So I'm keeping track of node download counts in my solr index (similar to http://drupal.org/node/1149398) for sorting purposes. Obviously for these counts to be relevant, the nodes will need to be reindexed on a regular basis. My question is how to do this, and what the best implementation would be.

I run cron every ten minutes, and I can index 50 nodes per cron run. To keep things simple, I'm thinking to just loop through all nodes and push eg 30 for reindexing every cron run (on top of whatever nodes have already been queued because they've been created or updated). Not an ideal solution, because with thousands of nodes, it could take a couple of days to loop through and reindex all of them, so download spikes wouldn't be reflected very well in search results.

Another option would be to have a table keep track of which nodes have had the most downloads (or highest percentage change) since the last reindexing, and push 30 nodes from the top of the list every cron run. This method would provide more relevant results, but call for some additional overhead.

A third option would be to just update the solr download_count for a given node every time a node is downloaded, but I'm not sure if it's possible or efficient to just update a single field entry in the solr index (and these would be coming at a rate of potentially hundreds per minute)...
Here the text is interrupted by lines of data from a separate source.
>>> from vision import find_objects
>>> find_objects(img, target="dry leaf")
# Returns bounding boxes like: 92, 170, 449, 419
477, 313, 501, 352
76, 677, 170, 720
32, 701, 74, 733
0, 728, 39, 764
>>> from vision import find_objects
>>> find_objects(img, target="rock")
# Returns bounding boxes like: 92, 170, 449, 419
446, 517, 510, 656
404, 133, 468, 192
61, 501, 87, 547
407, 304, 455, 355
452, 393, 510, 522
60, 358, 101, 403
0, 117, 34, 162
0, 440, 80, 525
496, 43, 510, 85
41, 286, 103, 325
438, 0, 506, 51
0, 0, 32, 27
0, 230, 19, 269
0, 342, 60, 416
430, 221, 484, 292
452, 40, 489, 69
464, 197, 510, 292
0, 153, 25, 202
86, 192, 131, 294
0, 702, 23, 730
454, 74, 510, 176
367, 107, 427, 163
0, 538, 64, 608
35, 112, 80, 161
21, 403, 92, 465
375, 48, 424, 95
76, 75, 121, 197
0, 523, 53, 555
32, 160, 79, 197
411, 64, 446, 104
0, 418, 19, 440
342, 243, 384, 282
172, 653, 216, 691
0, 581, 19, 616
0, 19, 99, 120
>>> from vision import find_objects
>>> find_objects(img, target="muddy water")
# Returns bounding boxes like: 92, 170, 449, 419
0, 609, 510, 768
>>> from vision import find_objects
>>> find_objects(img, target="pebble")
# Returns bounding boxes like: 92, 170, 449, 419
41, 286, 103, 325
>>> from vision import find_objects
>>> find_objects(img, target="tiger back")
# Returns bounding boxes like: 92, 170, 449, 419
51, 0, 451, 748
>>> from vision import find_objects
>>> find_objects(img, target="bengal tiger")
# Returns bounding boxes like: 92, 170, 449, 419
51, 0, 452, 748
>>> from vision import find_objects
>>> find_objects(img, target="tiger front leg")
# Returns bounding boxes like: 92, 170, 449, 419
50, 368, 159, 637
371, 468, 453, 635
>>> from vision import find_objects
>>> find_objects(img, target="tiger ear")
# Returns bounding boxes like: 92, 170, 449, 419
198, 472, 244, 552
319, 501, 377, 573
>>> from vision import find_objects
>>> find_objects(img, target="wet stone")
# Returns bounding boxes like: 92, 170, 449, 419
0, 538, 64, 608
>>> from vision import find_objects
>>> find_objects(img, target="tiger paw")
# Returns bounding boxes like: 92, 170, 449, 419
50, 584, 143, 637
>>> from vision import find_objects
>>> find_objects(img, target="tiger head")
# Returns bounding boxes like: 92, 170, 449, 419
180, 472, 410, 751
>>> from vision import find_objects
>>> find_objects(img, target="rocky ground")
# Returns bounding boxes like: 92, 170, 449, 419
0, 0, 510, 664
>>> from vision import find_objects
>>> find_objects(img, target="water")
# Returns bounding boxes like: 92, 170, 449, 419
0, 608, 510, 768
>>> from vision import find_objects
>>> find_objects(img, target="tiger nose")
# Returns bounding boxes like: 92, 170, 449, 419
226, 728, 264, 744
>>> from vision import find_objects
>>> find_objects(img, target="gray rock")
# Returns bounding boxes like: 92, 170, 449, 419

Regardless of which method makes the most sense to implement, I'm fairly stumped as to how to go about it, in terms of programmatically queuing nodes for reindexing. I've skimmed through the api, and apachesolr indexing methods, but haven't found what I need. Something like apachesolr_index_mark_for_reindex seems relevant... but if I understand correctly that marks all entities of a type for reindexing, which is obviously too broad for my needs... I feel like I'm missing something obvious here :o

Any help is very much appreciated!

Comments

Nick_vh’s picture

$indexer_table = apachesolr_get_indexer_table($type);

    // If we haven't seen this entity before it may not be there, so merge
    // instead of update.
    db_merge($indexer_table)
      ->key(array(
      'entity_type' => $type,
      'entity_id' => $id,
      ))
      ->fields(array(
        'bundle' => $bundle,
        'status' => 1,
        'changed' => REQUEST_TIME,
      ))
      ->execute();

In essence, the algorithm takes all nodes that are newer than the registered timestamp in apachesolr_get_last_index_position($env_id, $entity_type), limited by the amount it can do per cron run. If you update the changed timestamp to the current time it will be queued for indexing

JordanMagnuson’s picture

Status: Active » Fixed

Ah, okay, thanks.

Status: Fixed » Closed (fixed)

Automatically closed -- issue fixed for 2 weeks with no activity.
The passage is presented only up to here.